The fast ramp-up of production facilities is becoming increasingly important across all industries. Companies in the automotive and supply industry are facing major challenges: More and more variants of different automobile models are entering the market with increasingly short product runtimes. The ramp-up and reconfiguration of production lines cause plant shutdowns which represents a further challenge for machine builders and plant manufacturers.

Together with other companies and institutes, Siemens has therefore launched an initiative to quickly ramp-up and reconfigure production lines. The companies already involved include Bär, Balluff, BayernLB, BoldlyGo, Chiron, Dataahead, Deutsche Leasing, Festo, Fraunhofer Institute, Heller, iba, Kampf, Kolbus, KUKA, MAG, maincubes, N+P Industrial Design, Rittal & German Edge Cloud, seioTec, Sick, Spinpartners and Wittenstein. After joint preparatory work, the scheme is now in its consolidation phase until the ‘Pitch Day’ on May 23.

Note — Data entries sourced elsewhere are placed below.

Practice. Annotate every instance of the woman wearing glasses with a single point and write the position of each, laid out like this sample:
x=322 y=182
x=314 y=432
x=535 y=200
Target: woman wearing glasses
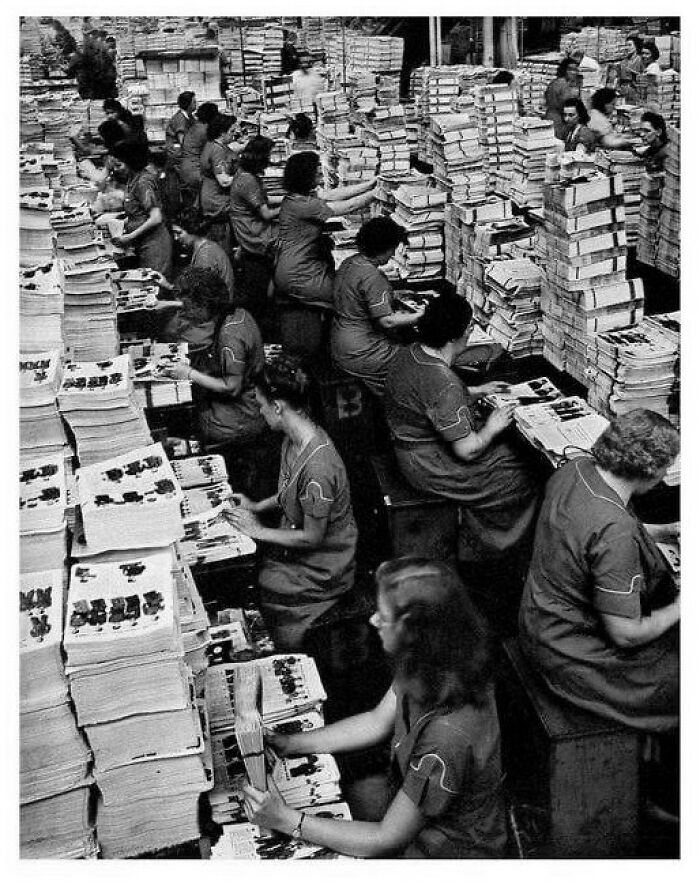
x=442 y=795
x=309 y=557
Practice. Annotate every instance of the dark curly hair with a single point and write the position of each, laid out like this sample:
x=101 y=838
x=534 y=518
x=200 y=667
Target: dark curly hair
x=445 y=318
x=255 y=157
x=637 y=445
x=444 y=650
x=583 y=116
x=601 y=98
x=563 y=65
x=286 y=379
x=202 y=288
x=206 y=112
x=219 y=125
x=300 y=172
x=379 y=235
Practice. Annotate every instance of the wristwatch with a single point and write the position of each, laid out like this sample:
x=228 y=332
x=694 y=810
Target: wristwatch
x=296 y=832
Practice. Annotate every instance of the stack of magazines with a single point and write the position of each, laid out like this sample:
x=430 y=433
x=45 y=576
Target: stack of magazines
x=97 y=401
x=40 y=308
x=55 y=809
x=135 y=697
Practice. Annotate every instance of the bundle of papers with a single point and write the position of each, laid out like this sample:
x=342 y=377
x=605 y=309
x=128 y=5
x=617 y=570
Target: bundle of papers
x=131 y=501
x=458 y=158
x=90 y=323
x=634 y=367
x=420 y=210
x=151 y=386
x=566 y=425
x=98 y=402
x=59 y=826
x=250 y=842
x=36 y=242
x=42 y=679
x=496 y=110
x=41 y=428
x=534 y=139
x=41 y=308
x=513 y=301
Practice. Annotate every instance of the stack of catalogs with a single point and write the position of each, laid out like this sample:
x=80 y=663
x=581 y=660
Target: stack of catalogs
x=152 y=388
x=531 y=86
x=209 y=536
x=650 y=189
x=385 y=130
x=496 y=109
x=97 y=401
x=513 y=291
x=35 y=233
x=421 y=211
x=40 y=428
x=633 y=368
x=135 y=698
x=248 y=725
x=249 y=842
x=668 y=252
x=458 y=159
x=560 y=427
x=631 y=168
x=333 y=111
x=459 y=226
x=534 y=139
x=55 y=820
x=586 y=290
x=131 y=501
x=90 y=320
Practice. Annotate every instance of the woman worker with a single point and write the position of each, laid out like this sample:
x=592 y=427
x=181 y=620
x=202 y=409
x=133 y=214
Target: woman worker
x=442 y=796
x=309 y=559
x=442 y=448
x=145 y=226
x=363 y=304
x=304 y=266
x=227 y=377
x=577 y=136
x=564 y=86
x=599 y=613
x=251 y=220
x=600 y=123
x=630 y=68
x=216 y=165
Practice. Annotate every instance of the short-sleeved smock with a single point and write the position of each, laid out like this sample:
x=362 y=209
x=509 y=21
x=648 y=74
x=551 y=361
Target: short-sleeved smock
x=192 y=145
x=299 y=585
x=302 y=270
x=362 y=295
x=154 y=249
x=593 y=556
x=215 y=159
x=238 y=352
x=448 y=763
x=247 y=196
x=427 y=408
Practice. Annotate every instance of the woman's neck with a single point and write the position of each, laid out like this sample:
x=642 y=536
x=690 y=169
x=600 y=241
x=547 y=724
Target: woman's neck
x=622 y=486
x=299 y=429
x=445 y=353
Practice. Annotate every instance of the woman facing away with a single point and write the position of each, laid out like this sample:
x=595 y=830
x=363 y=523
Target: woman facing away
x=442 y=795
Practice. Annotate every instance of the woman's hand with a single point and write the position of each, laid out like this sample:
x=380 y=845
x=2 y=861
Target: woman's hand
x=240 y=500
x=277 y=741
x=500 y=418
x=178 y=370
x=493 y=388
x=269 y=809
x=244 y=520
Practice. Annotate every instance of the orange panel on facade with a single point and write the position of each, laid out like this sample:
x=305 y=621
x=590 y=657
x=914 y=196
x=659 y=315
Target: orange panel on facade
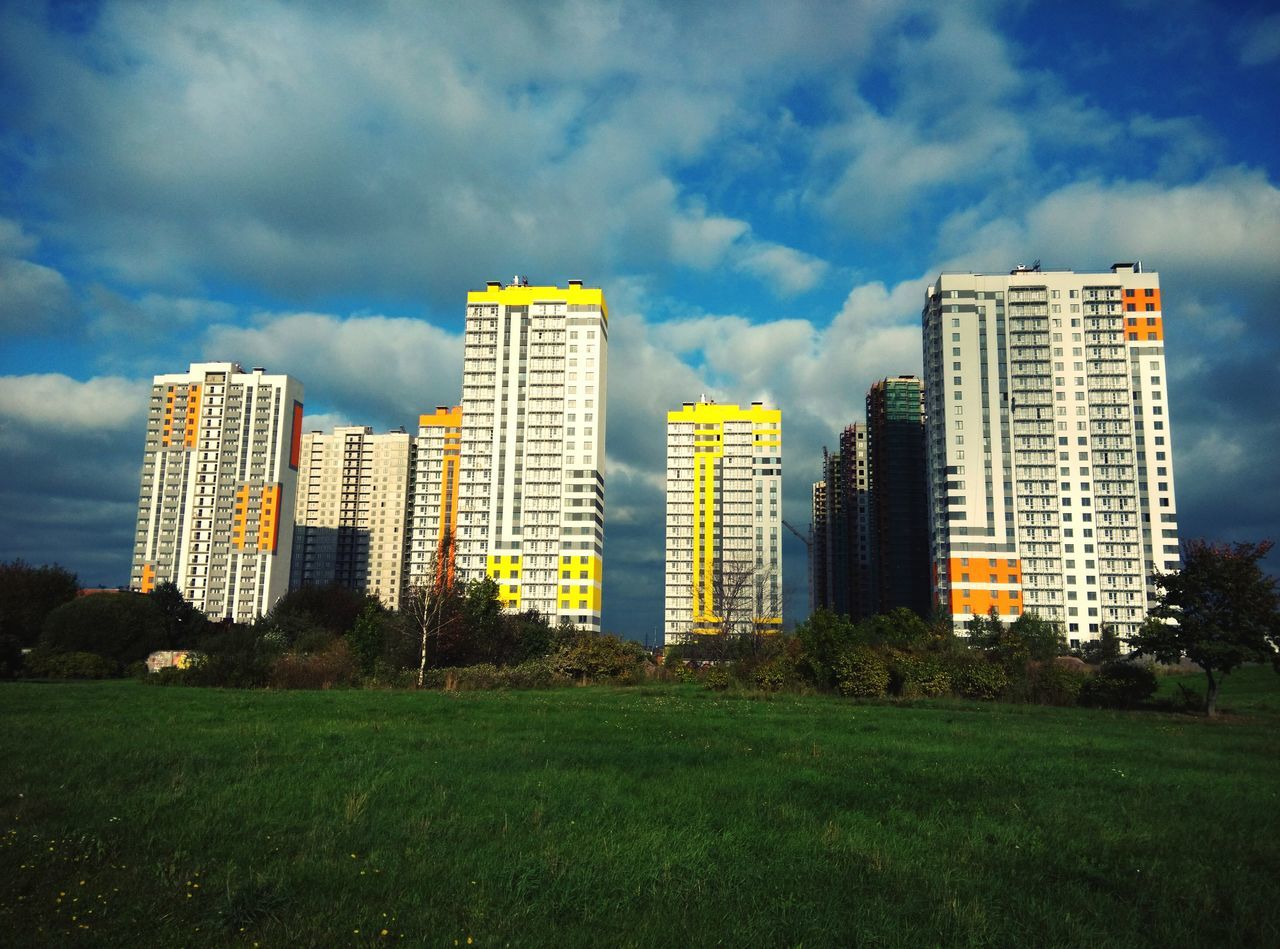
x=167 y=430
x=1008 y=570
x=240 y=518
x=296 y=438
x=193 y=398
x=269 y=519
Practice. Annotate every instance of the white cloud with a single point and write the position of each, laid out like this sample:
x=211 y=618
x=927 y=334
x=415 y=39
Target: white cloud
x=13 y=240
x=703 y=241
x=385 y=369
x=1261 y=41
x=33 y=299
x=787 y=269
x=53 y=402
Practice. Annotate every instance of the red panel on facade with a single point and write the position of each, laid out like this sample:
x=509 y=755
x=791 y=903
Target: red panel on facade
x=296 y=443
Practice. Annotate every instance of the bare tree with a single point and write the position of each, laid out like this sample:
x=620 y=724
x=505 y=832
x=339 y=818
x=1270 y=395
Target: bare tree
x=746 y=608
x=429 y=603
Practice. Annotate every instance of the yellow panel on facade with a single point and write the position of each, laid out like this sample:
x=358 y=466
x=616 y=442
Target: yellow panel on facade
x=525 y=296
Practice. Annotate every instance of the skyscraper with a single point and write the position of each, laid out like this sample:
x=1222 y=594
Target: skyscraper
x=1048 y=443
x=818 y=544
x=531 y=489
x=435 y=497
x=899 y=494
x=350 y=523
x=219 y=473
x=845 y=576
x=723 y=519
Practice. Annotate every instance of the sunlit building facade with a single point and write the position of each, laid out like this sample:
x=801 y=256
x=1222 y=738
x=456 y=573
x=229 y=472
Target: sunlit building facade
x=531 y=483
x=723 y=520
x=350 y=521
x=433 y=533
x=1050 y=446
x=218 y=493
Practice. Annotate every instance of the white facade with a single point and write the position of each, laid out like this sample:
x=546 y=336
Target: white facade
x=219 y=474
x=1050 y=446
x=351 y=518
x=723 y=520
x=531 y=487
x=433 y=532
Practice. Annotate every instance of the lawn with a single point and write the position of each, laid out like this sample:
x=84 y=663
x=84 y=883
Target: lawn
x=650 y=816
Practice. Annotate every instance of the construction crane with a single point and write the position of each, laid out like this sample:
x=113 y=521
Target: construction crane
x=805 y=541
x=808 y=547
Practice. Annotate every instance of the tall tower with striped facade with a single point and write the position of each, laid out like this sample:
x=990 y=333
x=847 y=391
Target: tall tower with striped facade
x=350 y=521
x=723 y=520
x=531 y=473
x=219 y=482
x=1050 y=446
x=433 y=529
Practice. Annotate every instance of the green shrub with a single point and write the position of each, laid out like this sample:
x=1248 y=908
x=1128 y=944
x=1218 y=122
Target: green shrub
x=860 y=671
x=974 y=676
x=776 y=673
x=1119 y=685
x=333 y=666
x=1056 y=685
x=914 y=675
x=169 y=675
x=589 y=656
x=533 y=674
x=71 y=665
x=122 y=626
x=717 y=679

Additional companies can still participate and information is available at mindsphere-openspace.df.de@siemens.com. Prototypes will then be set up at the ARENA2036 innovation factory in Stuttgart in mid-October. The ‘Fast Ramp-Up Challenge’ pilot project has set itself a record-breaking goal: Setting up joint production cells from several companies in just two days.

The open, cloud-based IoT operating system MindSphere developed by Siemens will be used as the enabler. It connects products, plants, systems, and machines in production. The aim of the Fast Ramp-Up Challenge is to develop transparent processes and enable employees. Many companies taking part in the initiative are already associates of MindSphere World e.V.: As members of the forum and users of MindSphere, they are involved in the advancement of the IoT operating system and the joint development of new approaches in the areas of technology and business processes. ARENA2036 is a flexible research facility based at the University of Stuttgart for the hardware-based knowledge factory of the future.